Rave party à Redon : « Votre responsabilité est engagée », estime un collectif face aux autorités

La polémique ne dégonfle pas. Depuis l’évacuation de la rave party de Redon par les gendarmes samedi, les réactions sont nombreuses et les questions demeurent. Dans quelles conditions un fêtard de 22 ans a-t-il perdu sa main ? D’après les images réalisées sur place, l’homme aurait ramassé une grenade lacrymogène à terre lors de la nuit d’affrontements survenue le vendredi soir. Le préfet d’Ille-et-Vilaine Emmanuel Berthier a évoqué « des heurts d’une extrême violence qui ont duré sept heures ». Une enquête a été ouverte pour faire la lumière sur cette grave blessure.

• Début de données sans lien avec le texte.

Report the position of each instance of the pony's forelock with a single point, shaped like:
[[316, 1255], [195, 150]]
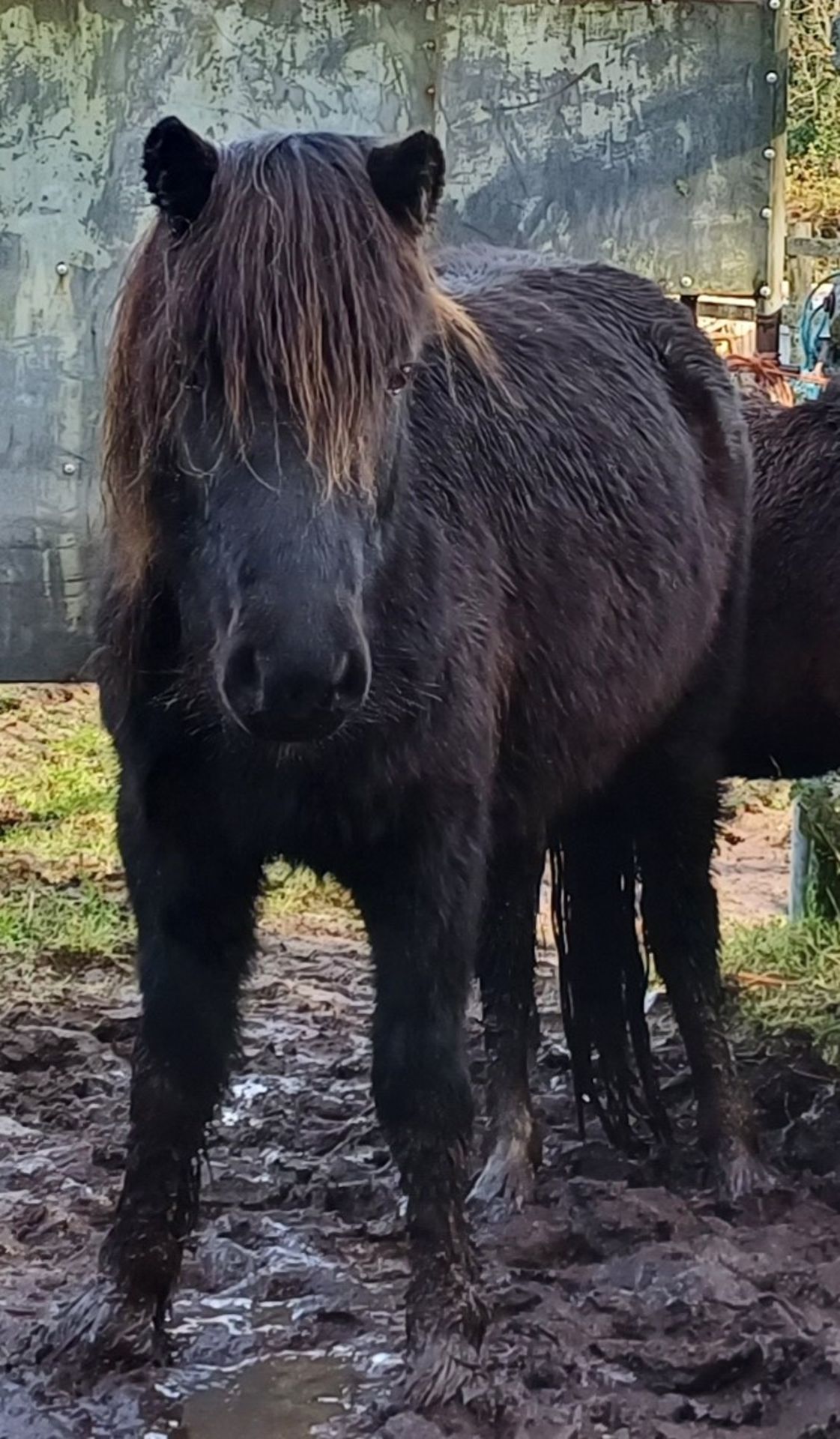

Depuis dimanche, c’est davantage la destruction du matériel de sonorisation par les gendarmes mobiles qui interroge. Sur des images filmées par des fêtards, on voit les forces de l’ordre saccager des platines, des enceintes, des amplis à coups de masse et de hache. Qui a donné cet ordre ? Pas le préfet ni le procureur, si l’on en croit leurs déclarations.

Dans une lettre ouverte au préfet et au ministre de l’Intérieur publiée mardi, l’Observatoire rennais des libertés publiques (ORLIB) n’hésite pas à critiquer les autorités quant à la gestion du teknival, qui avait été interdit par arrêté préfectoral. « Votre responsabilité est engagée, notamment en facilitant toutes les démarches qui permettront de reconstituer la chaîne de commandement ayant abouti à un tel désastre, et en apportant toute la transparence sur l’enquête diligentée », estime l’ORLIB.

Environ 2.500 personnes rassemblées

Ce collectif récemment créé regroupe des syndicats comme FSU, Solidaires mais aussi la Ligue des droits de l’homme, Attac et le syndicat des avocats de France. Il est particulièrement engagé sur la question des violences policières. « Pourquoi avoir déployé une telle violence ? », s’interroge le collectif. Les organisateurs estiment que le préjudice matériel se chiffrerait « entre 100.000 et 200.000 euros » selon les informations recueillies par 20 Minutes

Vendredi, environ 2.500 personnes s’étaient réunies sur l’hippodrome de Redon pour une free party organisée en hommage à Steve Maia Caniço, deux ans après sa mort lors de la Fête de la musique à Nantes. Lors de l’intervention des gendarmes, plusieurs fêtards et membres des forces de l’ordre ont été blessés. Quatre personnes font l’objet de poursuites judiciaires.